Tanpa basa-basi, Gerry langsung duduk di samping Ela, memandang wajah gadis itu dengan mata berbinar.

"Cantik banget," gumam Gerry tanpa sadar, membuat Ela menoleh padanya.

"Cie, Gerry bilang Ela cantik," goda Nara. Wajah Ela langsung memerah.

"Aciee, Ela blushing," Jeremi ikut menggoda.

"A-apaan sih, Kak!" Ela buru-buru menyembunyikan wajahnya di balik tangan Gerry, tapi bukannya melepaskan, Gerry malah memeluknya erat.

Ela mencoba menjauh, tapi Gerry menahannya. "Bentar aja, La. Nyaman banget nih," bisik Gerry lembut, membuat Ela terdiam, pasrah.

Kila langsung menabok lengan Gerry. "Heh! Jangan main peluk-peluk adik gue sembarangan!" seru Kila judes.

Dengan terpaksa, Gerry melepaskan pelukannya. "Jahat banget lo jadi Kakak Ipar!" cibir Gerry.

"Najis!" balas Kila santai.

Gerry mendengus kesal, lalu kembali menatap Ela dengan mata berbinar.

"La?" panggilnya.

"Hm?" Ela menanggapi dengan gumaman malas.

"Pacaran, kuy!"

"Sinting!" sahut Ela cepat.

"Aku sinting karena kamu."

"Gila!"

"Ya, aku gila juga gara-gara kamu."

"Bacot!"

"Sama aku bacot juga gara-gara kamu."

"Pen tampol!"

"Sini, tampol! Di sini!" Gerry menunjuk bibirnya, menantang.

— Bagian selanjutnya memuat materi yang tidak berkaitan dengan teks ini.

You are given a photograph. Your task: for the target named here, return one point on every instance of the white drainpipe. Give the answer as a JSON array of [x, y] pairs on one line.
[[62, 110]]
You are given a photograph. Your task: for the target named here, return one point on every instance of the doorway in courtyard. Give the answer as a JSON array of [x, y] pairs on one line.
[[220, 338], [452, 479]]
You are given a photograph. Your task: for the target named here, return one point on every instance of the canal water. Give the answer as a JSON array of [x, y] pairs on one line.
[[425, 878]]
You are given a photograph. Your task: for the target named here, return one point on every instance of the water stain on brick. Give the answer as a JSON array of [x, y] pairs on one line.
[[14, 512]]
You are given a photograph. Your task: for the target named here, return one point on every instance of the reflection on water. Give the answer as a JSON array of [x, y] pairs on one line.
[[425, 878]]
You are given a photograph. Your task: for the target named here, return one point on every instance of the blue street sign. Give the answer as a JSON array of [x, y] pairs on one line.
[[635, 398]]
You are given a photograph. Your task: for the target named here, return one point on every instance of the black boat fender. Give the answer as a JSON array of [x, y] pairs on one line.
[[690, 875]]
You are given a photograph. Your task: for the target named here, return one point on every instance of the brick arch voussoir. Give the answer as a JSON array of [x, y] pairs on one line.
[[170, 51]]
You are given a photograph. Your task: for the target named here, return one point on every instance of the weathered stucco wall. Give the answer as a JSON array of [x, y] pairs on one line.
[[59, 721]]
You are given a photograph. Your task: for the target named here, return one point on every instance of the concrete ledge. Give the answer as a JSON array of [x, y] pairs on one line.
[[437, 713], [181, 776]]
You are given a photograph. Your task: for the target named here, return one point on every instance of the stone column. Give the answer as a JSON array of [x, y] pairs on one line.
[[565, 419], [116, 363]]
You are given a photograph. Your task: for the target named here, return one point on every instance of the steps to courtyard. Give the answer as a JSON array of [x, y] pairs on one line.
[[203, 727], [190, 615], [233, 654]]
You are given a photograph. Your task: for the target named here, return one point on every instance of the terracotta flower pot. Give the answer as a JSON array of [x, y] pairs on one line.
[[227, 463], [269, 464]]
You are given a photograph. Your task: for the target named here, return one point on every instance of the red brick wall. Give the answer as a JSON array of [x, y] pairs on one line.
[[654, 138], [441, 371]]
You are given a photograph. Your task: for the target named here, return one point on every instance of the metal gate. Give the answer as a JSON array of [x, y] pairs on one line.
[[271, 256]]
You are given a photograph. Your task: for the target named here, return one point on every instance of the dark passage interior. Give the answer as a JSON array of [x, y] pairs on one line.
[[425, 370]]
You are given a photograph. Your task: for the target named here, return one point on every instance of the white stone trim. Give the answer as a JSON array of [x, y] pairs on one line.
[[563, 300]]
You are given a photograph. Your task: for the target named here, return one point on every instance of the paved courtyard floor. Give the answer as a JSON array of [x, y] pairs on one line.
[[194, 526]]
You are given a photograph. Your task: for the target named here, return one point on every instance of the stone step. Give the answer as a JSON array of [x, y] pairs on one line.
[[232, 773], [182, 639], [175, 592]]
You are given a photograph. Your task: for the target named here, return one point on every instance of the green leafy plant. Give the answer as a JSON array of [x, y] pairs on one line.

"Jijik!" balas Ela, tapi mereka berdua tidak sadar kalau kini di meja itu hanya tinggal mereka berdua. Yang lain sudah entah ke mana.

"Bentar, kita jalan yuk," ucap Gerry tiba-tiba.

"Males," jawab Ela ketus.

"Sorry, itu bukan pertanyaan. Itu pernyataan," jawab Gerry santai.

"Ela nggak—"

"Kalau lo nolak, gue cium sekarang juga!" ancam Gerry, wajahnya semakin mendekat.

Ela bisa merasakan jantungnya berdegup dua kali lebih cepat. Wajahnya terasa panas.

Sedikit lagi, dan—

"GERRY BRAMANSYAH! KAMU APAIN ANAK ORANG?!"

"Mampus!" gumam Gerry. Dia menoleh ke belakang, mendapati Bu Ruk yang sedang berdiri dengan mistar kayu panjang di tangannya, menatapnya tajam.

Gerry menelan ludah. Dengan cepat, dia menarik tangan Ela dan melarikan diri dari amukan gajah betina itu.

"GERRY! JANGAN LARI KAU!" teriak Bu Ruk, tapi Gerry tak peduli. Dia tetap berlari sambil menggenggam tangan Ela.

"Kak, kita mau kemana?" tanya Ela sambil tertawa.

"Ikut aja, La. Kita lari dari amukan Gajah!" jawab Gerry sambil tertawa juga, membuat Ela tertawa lepas. Ah, benar-benar gila cowok ini, pikir Ela.